La storia di Pablito Calvo di Marcellino pane e vino è comune a molte meteore della storia del cinema. Ascesa inaspettata, successo internazionale, inevitabile declino. Prima sulla cresta dell’onda e poi, all’improvviso, scomparsi.

Se il più famoso di tutti, il terribile Kevin di Mamma ho perso l’aereo, continua a far sorgere la domanda che fine ha fatto Macaulay Culkin, Pablito – vero nome Pablo Calvo Hidalgo – è stato il primo di una lunga serie di baby protagonisti di film natalizi del grande e piccolo schermo.

Pablito Calvo di Marcellino pane e vino
Pablito Calvo in Marcellino pane e vino

Nato a Madrid nel 1948, a soli sei anni venne scelto tra oltre cento bambini per il film di Ladislao Vajda. Era il 1954: la vicenda fece molto scalpore e commosse mezzo mondo. Ma soprattutto, oltre a vincere l’Orso d’argento a Berlino e una menzione speciale a Cannes, fece del suo piccolo interprete un’autentica star. In Italia anche grazie alla voce di Ludovica Modugno, sua doppiatrice nell’edizione nostrana.

Chamartín, la società di produzione, fiutò il colpaccio e non si fece scappare l’occasione. Mise sotto contratto Pablito per altri due film, trasformando il baby divo in un idolo al pari di Joselito. Così, tra il 1956 e il 1960, Calvo tornò al lavoro con Vajda in Mio zio Giacinto, lavorò con Pepe Isbert e Peter Ustinov in Un angelo è sceso a Brooklyn, arrivò in Italia al fianco di Totò per Totò e Marcellino.

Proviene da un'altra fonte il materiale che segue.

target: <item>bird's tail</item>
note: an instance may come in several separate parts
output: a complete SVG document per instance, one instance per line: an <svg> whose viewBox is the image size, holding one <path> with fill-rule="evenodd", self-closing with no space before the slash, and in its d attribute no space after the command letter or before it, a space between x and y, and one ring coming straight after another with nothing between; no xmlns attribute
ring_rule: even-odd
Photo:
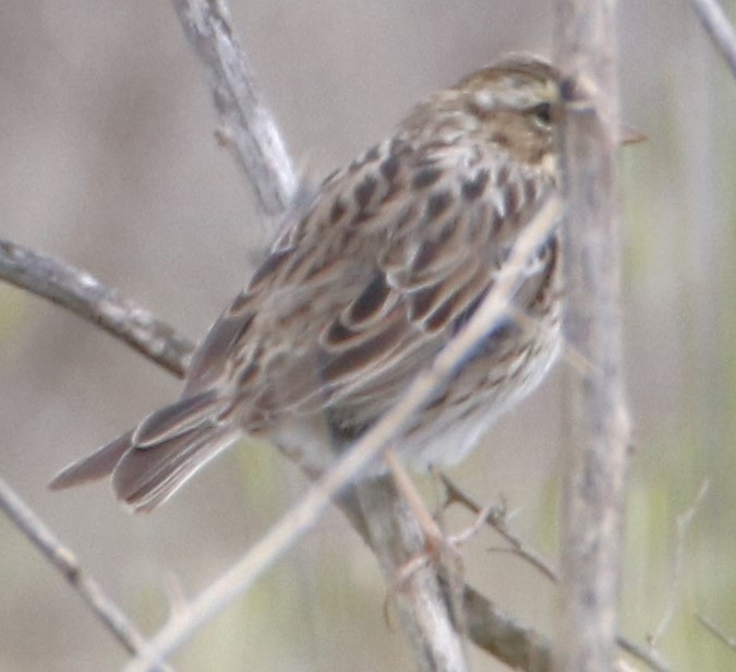
<svg viewBox="0 0 736 672"><path fill-rule="evenodd" d="M70 465L49 485L60 490L112 475L118 499L136 512L150 511L238 437L240 430L221 420L229 407L213 391L180 399Z"/></svg>

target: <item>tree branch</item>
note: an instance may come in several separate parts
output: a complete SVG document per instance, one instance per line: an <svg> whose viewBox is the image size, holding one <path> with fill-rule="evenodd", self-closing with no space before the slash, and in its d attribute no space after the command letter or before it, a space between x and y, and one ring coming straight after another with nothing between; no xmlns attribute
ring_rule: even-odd
<svg viewBox="0 0 736 672"><path fill-rule="evenodd" d="M184 377L194 344L85 271L0 239L0 278L70 310Z"/></svg>
<svg viewBox="0 0 736 672"><path fill-rule="evenodd" d="M31 507L0 478L0 509L59 571L69 585L79 593L94 614L102 622L125 650L135 656L143 653L148 644L128 616L108 598L97 581L87 576L74 554L59 541L57 536L36 516ZM154 670L171 670L159 664Z"/></svg>
<svg viewBox="0 0 736 672"><path fill-rule="evenodd" d="M555 669L614 669L628 415L624 400L619 143L615 2L559 0L557 63L568 77L563 134L567 229L566 344L589 363L568 368L569 446L563 501L562 614Z"/></svg>
<svg viewBox="0 0 736 672"><path fill-rule="evenodd" d="M173 7L205 67L224 144L245 171L263 212L280 215L291 204L299 180L226 2L173 0Z"/></svg>
<svg viewBox="0 0 736 672"><path fill-rule="evenodd" d="M723 8L716 0L692 0L692 9L736 77L736 31Z"/></svg>

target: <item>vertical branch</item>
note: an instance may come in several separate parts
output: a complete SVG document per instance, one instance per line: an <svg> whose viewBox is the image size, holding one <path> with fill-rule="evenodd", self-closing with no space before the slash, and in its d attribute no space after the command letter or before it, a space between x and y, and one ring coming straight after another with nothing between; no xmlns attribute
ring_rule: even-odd
<svg viewBox="0 0 736 672"><path fill-rule="evenodd" d="M622 375L615 3L557 2L570 98L563 164L565 337L589 367L567 372L559 671L614 669L628 419Z"/></svg>

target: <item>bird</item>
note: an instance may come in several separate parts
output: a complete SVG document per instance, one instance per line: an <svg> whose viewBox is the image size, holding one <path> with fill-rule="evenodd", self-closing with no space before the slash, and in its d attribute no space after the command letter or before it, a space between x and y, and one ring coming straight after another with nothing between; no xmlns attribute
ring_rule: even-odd
<svg viewBox="0 0 736 672"><path fill-rule="evenodd" d="M328 466L462 329L520 232L560 196L560 82L546 60L511 53L418 103L291 208L195 350L181 398L50 487L111 476L121 502L149 512L244 435ZM520 269L514 311L397 441L410 467L460 461L553 367L558 224Z"/></svg>

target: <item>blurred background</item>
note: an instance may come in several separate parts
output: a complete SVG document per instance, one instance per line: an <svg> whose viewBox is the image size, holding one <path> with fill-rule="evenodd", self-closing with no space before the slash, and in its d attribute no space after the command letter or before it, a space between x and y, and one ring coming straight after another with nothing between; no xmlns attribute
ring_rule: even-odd
<svg viewBox="0 0 736 672"><path fill-rule="evenodd" d="M295 163L314 179L390 131L422 95L507 50L552 52L539 0L232 0L234 25ZM725 3L736 17L736 3ZM86 268L198 339L267 241L218 146L198 62L168 2L4 3L0 236ZM686 2L620 3L626 367L635 423L620 629L678 670L736 670L695 620L736 635L736 82ZM505 496L557 555L559 369L451 476ZM63 310L0 285L0 475L146 633L207 586L304 490L275 451L231 451L167 506L132 517L108 485L51 493L70 460L172 400L180 383ZM708 480L675 563L677 517ZM425 483L431 503L437 488ZM451 528L467 526L462 512ZM550 634L554 588L493 548L467 578ZM673 591L674 577L679 586ZM412 669L373 556L341 517L173 658L179 670ZM390 609L389 609L390 613ZM472 669L504 668L471 650ZM111 636L0 516L0 672L116 670Z"/></svg>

La storia di Pablito Calvo di Marcellino pane e vino

Ma, come accade spesso, il successo precoce non lo aiutò a far carriera. Dopo Il ritorno di Marcellino (1963), lasciò il cinema a soli sedici anni per studiare ingegneria industriale. Fu una vita ricca di soddisfazioni, perché diresse alcune agenzie immobiliari e proprio al lavoro conobbe Juana Olmedo, che nel 1976 divenne sua moglie. I due ebbero un figlio, Pablito Jr., nato lo stesso anno.

Nel 1999 Calvo fu ospite del programma di Italia 1, Meteore. In quell’occasione, sorridente e rilassato, spiegò che non sentiva affatto nostalgia per il cinema. Purtroppo, la notte del 2 febbraio 2000, Pablito Calvo è morto ad Alicante, un mese prima di compiere 52 anni. La causa della sua scomparsa fu un improvviso aneurisma. Marcellino pane e vino resta un film dell’infanzia che ha commosso almeno tre generazioni di spettatori.